Kolumne von Lillian Ikulumet

Es ist die Zeit gekommen, ein Element dieses Landes zu thematisieren, das ich mit den Menschen hier verbinde wie ihre Brotzeitdosen, Regenschirme und Hundeleinen. Es ist Zeit für den Staubsauger. Der Moment, in dem er in mein Leben trat, ist Jahre her, aber unvergessen. Es war nicht gerade Liebe auf den ersten Blick, weil mir zunächst nur die negative Eigenschaft dieses kleinen Ungetüms auffiel. Ein Sound, als stünde man neben einer Autobahn, nur eben mitten in einem Münchner Wohnhaus.

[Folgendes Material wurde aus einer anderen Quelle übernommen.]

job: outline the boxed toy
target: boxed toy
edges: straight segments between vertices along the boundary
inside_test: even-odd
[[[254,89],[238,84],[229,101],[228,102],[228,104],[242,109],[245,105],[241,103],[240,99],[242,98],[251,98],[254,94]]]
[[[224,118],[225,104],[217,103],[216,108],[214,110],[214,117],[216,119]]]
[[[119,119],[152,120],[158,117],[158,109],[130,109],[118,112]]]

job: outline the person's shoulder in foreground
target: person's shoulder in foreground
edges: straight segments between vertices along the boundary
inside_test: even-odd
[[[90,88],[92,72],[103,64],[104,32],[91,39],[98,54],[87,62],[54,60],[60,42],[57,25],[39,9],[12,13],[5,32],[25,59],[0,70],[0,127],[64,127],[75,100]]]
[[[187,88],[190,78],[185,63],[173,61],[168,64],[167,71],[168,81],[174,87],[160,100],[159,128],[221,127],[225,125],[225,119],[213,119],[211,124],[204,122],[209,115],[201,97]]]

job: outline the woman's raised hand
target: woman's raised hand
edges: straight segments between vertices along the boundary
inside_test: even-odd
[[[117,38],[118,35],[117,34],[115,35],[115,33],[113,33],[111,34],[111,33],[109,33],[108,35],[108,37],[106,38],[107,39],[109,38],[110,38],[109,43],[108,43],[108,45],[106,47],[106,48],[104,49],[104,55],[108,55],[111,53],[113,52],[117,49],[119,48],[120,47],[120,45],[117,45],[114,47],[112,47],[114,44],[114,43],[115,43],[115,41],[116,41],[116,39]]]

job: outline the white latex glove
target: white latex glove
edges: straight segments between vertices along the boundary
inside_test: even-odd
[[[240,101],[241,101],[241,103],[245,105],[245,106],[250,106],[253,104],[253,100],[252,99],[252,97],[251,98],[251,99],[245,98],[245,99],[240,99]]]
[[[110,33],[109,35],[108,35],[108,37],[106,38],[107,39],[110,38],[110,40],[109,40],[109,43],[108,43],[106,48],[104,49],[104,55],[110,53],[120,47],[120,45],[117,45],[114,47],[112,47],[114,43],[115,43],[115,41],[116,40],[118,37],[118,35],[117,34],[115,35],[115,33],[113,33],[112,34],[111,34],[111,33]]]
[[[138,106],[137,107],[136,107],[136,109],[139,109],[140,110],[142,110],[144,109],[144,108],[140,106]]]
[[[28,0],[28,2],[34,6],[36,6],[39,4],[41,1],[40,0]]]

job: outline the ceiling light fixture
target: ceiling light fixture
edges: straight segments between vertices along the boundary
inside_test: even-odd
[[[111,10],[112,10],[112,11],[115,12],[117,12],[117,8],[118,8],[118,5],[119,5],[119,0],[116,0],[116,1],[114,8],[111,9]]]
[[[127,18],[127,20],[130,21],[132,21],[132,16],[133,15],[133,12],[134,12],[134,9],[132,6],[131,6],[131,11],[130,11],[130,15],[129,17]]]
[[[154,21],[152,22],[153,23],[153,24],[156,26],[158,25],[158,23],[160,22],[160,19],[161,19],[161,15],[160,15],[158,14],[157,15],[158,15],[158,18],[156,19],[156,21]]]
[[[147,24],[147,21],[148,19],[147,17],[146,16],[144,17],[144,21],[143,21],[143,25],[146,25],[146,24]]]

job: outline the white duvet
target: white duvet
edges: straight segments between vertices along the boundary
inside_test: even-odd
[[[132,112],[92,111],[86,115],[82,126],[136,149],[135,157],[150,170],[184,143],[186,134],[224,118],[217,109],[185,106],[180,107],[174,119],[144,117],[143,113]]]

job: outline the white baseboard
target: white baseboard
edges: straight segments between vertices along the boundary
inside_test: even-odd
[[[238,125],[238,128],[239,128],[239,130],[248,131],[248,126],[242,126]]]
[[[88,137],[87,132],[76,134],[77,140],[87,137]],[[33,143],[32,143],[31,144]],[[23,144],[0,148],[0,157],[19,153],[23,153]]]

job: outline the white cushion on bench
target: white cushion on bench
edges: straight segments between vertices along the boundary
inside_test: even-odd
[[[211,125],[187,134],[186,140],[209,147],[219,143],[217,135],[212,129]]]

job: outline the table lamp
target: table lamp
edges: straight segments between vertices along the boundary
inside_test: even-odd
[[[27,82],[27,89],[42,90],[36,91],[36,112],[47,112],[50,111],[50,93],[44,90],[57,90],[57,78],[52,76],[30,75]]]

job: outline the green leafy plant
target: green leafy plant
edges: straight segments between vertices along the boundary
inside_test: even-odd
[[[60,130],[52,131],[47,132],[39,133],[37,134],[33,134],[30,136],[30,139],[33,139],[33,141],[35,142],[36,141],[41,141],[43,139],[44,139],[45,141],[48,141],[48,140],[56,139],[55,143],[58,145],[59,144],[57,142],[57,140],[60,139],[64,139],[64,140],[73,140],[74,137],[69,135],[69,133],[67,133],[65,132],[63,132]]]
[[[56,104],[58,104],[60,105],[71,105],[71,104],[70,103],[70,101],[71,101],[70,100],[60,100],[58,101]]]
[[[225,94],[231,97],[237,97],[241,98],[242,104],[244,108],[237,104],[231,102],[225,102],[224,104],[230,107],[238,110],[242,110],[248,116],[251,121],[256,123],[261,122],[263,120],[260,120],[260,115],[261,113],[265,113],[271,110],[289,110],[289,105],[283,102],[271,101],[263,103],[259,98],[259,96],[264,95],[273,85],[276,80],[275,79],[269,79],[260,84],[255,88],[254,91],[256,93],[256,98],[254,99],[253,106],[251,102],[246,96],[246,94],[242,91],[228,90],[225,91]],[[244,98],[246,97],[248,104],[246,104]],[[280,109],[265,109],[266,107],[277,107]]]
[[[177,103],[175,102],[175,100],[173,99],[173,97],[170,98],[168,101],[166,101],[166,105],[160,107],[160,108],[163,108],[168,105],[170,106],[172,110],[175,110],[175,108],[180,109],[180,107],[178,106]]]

Sieben Jahre sind seither vergangen - und der Staubsauger ist in dieser Zeit zum Wesenskern meines Haushalts geworden. Verstärkt durch meine 18 Monate alte Tochter Taliah, die ein Alter erreicht hat, in dem sie sich zur Aufgabe macht, sämtliche Quadratzentimeter unseres Wohnungsbodens mit Dingen zu übersäen. Es ist Teil ihrer täglichen Routine. Sobald sie aber sieht, wie ich den Staubsauger aufhebe, um ihr Chaos zu entfernen, rennt sie schreiend durchs Zimmer und klettert auf den höchsten Punkt der Couch. Aus der größten Ferne dieser Einzimmerwohnung beobachtet sie mich dann genau, bis ich mit der Reinigung fertig bin. Sie stellt sicher, dass ich den Sauger weggepackt habe, ehe sie zurück auf den Boden tritt und ihn abermals kreativ bedeckt.

Taliahs Schreck vor dem Staubsauger erinnert mich an meine eigene Reaktion, als ich zum ersten Mal ein solches Gerät benutzte. Ich war damals erwachsen, weswegen ich versuchte, den Krach souverän zu ertragen, um nicht als primitiv angesehen zu werden. Aber: Hätte es damals eine Chance gegeben, wäre ich auch auf den höchsten Punkt im Raum geklettert.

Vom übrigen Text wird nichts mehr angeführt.